Civic conscience brings second invention

June 13, 2026

Kwon Yong An, a pensioner living in Kwanmun-dong No. 3 of Rangnang District, Pyongyang, obtained a patent again.

It was very uncommon and many people were surprised to hear that. 

“I only tried to undo the knot in my mind. I can hardly express my pleasure of having done it,” he told them.

After his demob, Kwon Yong An started to work at the Pyongyang Block Factory and became a technician.

When he approached the pensionable age, the factory was faced with the task of producing more Hume concrete pipes badly needed for the building of infrastructure networks for public buildings and houses under construction across the country.

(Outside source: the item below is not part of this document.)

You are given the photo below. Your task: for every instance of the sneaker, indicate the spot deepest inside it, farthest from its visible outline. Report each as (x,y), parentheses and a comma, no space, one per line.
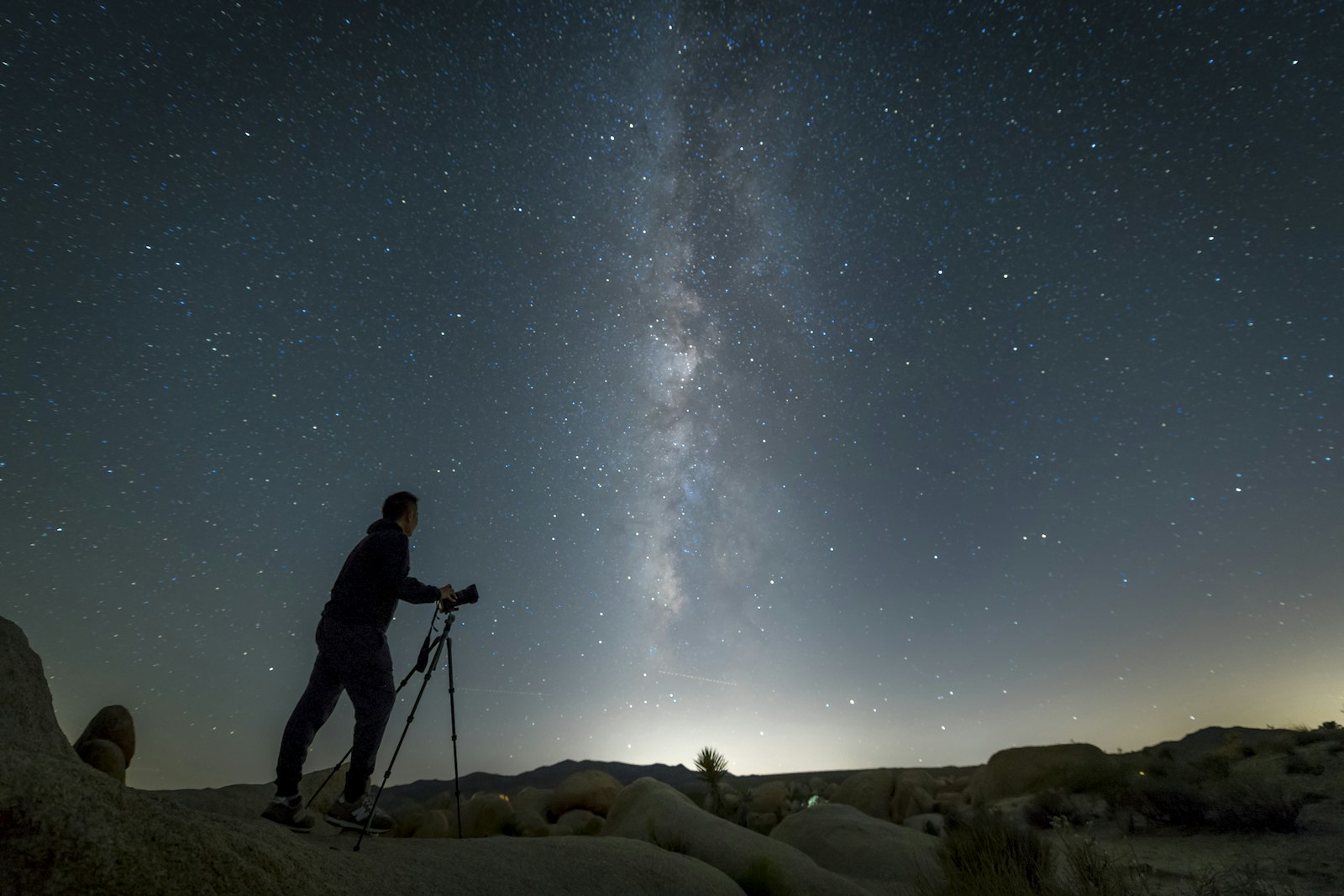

It needed a new piece of equipment and so it held a serious discussion about whether it would import it or make it by its own efforts.

At that time, Kwon took it on himself to make it, saying that “we can do it and we should make it to suit the actual conditions of our country”. 

He directed painstaking efforts to building the new piece of equipment and finally succeeded in making an efficient cylindrical wire-net machine to earn a certificate of invention.

Although he retired after making a great contribution to the factory, his mind was always on it, feeling regret for not having fulfilled his job, namely for having failed to make it a modern and perfect one.

So he went to the factory almost every day and continued his research, carefully observing the operation of the machine.

His family members and relatives advised him not to make vain efforts for nothing, but have a rest as he had retired. But he continued his research, saying that it is not futile if a man does what he wants to do. 

It is not easy for everyone to deny by themselves their creation which was already recognized by the public and actually brought enormous profits to the factory and to start to make a new one again. But Yong An succeeded in making modernized equipment after years of hard work and it was his second invention.

“In retrospect, I’ve spent my life enjoying the repeated benefits of the socialist system, which brought me up to become a worker student and technician and provided me with a new house, since I began to work at the factory,” said Kwon.

“As I retired, I was sorry for having failed to repay the favour shown by the country. It inspired me to redouble my effort and produce such a fresh fruit of creation as of today.”